CT programs are hypothesized to improve child and adolescent outcomes via the family investment model, according to which families have more money to spend on inputs (Guo and Harris 2000; Yeung, Linver, and Brooks-Gunn 2002) or more time to spend with children (Del Boca, Flinn, and Wiswall 2014), and the family stress model, according to which maternal depression and stress are lower because household resources are higher (Mistry and others 2004).

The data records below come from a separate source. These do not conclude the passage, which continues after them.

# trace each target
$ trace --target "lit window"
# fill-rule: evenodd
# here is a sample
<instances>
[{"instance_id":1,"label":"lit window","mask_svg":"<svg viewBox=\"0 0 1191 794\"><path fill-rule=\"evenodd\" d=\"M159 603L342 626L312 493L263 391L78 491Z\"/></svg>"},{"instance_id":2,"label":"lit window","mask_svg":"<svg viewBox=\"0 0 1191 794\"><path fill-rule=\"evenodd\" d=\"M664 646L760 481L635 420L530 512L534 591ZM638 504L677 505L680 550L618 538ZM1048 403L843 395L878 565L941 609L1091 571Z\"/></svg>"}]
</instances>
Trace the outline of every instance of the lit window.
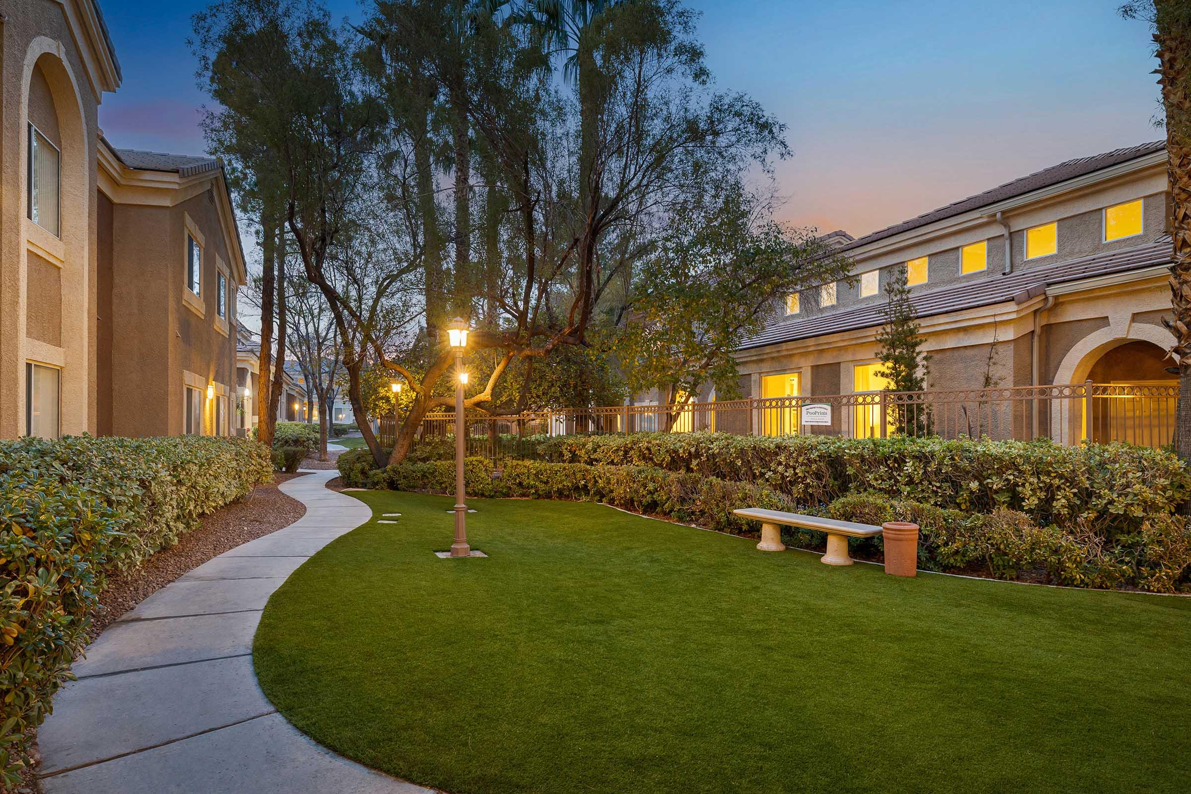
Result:
<instances>
[{"instance_id":1,"label":"lit window","mask_svg":"<svg viewBox=\"0 0 1191 794\"><path fill-rule=\"evenodd\" d=\"M57 438L61 373L54 367L25 362L25 434Z\"/></svg>"},{"instance_id":2,"label":"lit window","mask_svg":"<svg viewBox=\"0 0 1191 794\"><path fill-rule=\"evenodd\" d=\"M186 288L195 295L200 294L202 282L202 246L186 235Z\"/></svg>"},{"instance_id":3,"label":"lit window","mask_svg":"<svg viewBox=\"0 0 1191 794\"><path fill-rule=\"evenodd\" d=\"M835 306L835 282L819 287L819 306Z\"/></svg>"},{"instance_id":4,"label":"lit window","mask_svg":"<svg viewBox=\"0 0 1191 794\"><path fill-rule=\"evenodd\" d=\"M798 310L798 293L792 292L786 295L786 314L797 314Z\"/></svg>"},{"instance_id":5,"label":"lit window","mask_svg":"<svg viewBox=\"0 0 1191 794\"><path fill-rule=\"evenodd\" d=\"M885 370L885 364L877 362L873 364L854 364L852 368L852 390L856 394L863 392L883 392L893 388L893 381L878 373ZM886 418L886 427L892 430L892 413ZM881 434L881 407L868 402L855 407L855 434L856 438L879 438Z\"/></svg>"},{"instance_id":6,"label":"lit window","mask_svg":"<svg viewBox=\"0 0 1191 794\"><path fill-rule=\"evenodd\" d=\"M871 298L877 294L877 289L880 287L881 271L869 270L868 273L860 274L860 296Z\"/></svg>"},{"instance_id":7,"label":"lit window","mask_svg":"<svg viewBox=\"0 0 1191 794\"><path fill-rule=\"evenodd\" d=\"M1104 242L1141 233L1141 199L1104 210Z\"/></svg>"},{"instance_id":8,"label":"lit window","mask_svg":"<svg viewBox=\"0 0 1191 794\"><path fill-rule=\"evenodd\" d=\"M989 242L965 245L960 251L960 273L979 273L989 267Z\"/></svg>"},{"instance_id":9,"label":"lit window","mask_svg":"<svg viewBox=\"0 0 1191 794\"><path fill-rule=\"evenodd\" d=\"M786 398L803 393L802 373L761 376L761 396ZM798 432L798 406L793 402L767 404L761 408L761 433L788 436Z\"/></svg>"},{"instance_id":10,"label":"lit window","mask_svg":"<svg viewBox=\"0 0 1191 794\"><path fill-rule=\"evenodd\" d=\"M1025 258L1050 256L1059 250L1059 225L1047 224L1025 231Z\"/></svg>"},{"instance_id":11,"label":"lit window","mask_svg":"<svg viewBox=\"0 0 1191 794\"><path fill-rule=\"evenodd\" d=\"M191 436L202 434L202 392L186 387L186 431Z\"/></svg>"},{"instance_id":12,"label":"lit window","mask_svg":"<svg viewBox=\"0 0 1191 794\"><path fill-rule=\"evenodd\" d=\"M905 263L905 283L908 287L927 283L927 257L919 256Z\"/></svg>"},{"instance_id":13,"label":"lit window","mask_svg":"<svg viewBox=\"0 0 1191 794\"><path fill-rule=\"evenodd\" d=\"M29 219L58 237L62 156L57 146L29 125Z\"/></svg>"}]
</instances>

CCT and UCT programs can vary widely in their objectives, design, and context. While many programs have the broad goals of reducing poverty and improving human capital, some are more focused on decreasing poverty, some on improving education outcomes, some on improving health outcomes, and some on improving nutrition outcomes. Program designs reflect these differences in objectives with differences in conditions, targeting, transfer size, beneficiaries, and complementary components. Consequently, although CCT and UCT programs have the potential to effect multiple outcomes by lessening a household’s budget constraints, some programs and contexts may be better suited to improving child and adolescent health and education outcomes. For example, programs in a handful of countries are beginning to experiment with the integration of parenting support or nutritional support—a direct intervention to promote child development—within CT programs (for example, in Colombia, see Attanasio and others 2014; in Mexico, see Fernald and others 2016).

The literature review proceeded as follows. We began by examining the conclusions in the 2011 Lancet series on early child development in LMICs (Engle and others 2011; Walker and others 2011) and in five systematic reviews addressing CCTs published since 2011 (Bassani and others 2013; Fernald, Gertler, and Hidrobo 2012; Glassman, Duran, and Koblinsky 2013; Manley, Gitter, and Slavchevska 2013; Ruel, Alderman, and Maternal and Child Nutrition Study Group 2013). We then conducted a literature search to find papers that had been published since those systematic reviews. The search used Google Scholar, JSTOR, and PubMed for peer-reviewed articles and websites of the International Food Policy Research Institute, United Nations Children’s Fund, and the World Bank for gray papers. The search was restricted to studies that used experimental or quasi-experimental techniques such as randomization, regression discontinuity, propensity score matching, or difference-in-differences.

We found evidence from studies examining the effects of CTs on birth weight (3 studies); infant mortality (6 studies); height-for-age (or stunting) (23 studies); weight-for-age (or underweight) (12 studies); weight-for-height (or wasting) (10 studies); hemoglobin (or anemia) (10 studies); morbidity (16 studies); cognitive, language, and behavioral development (11 studies); and sexual and reproductive health (9 studies) (table 23.1).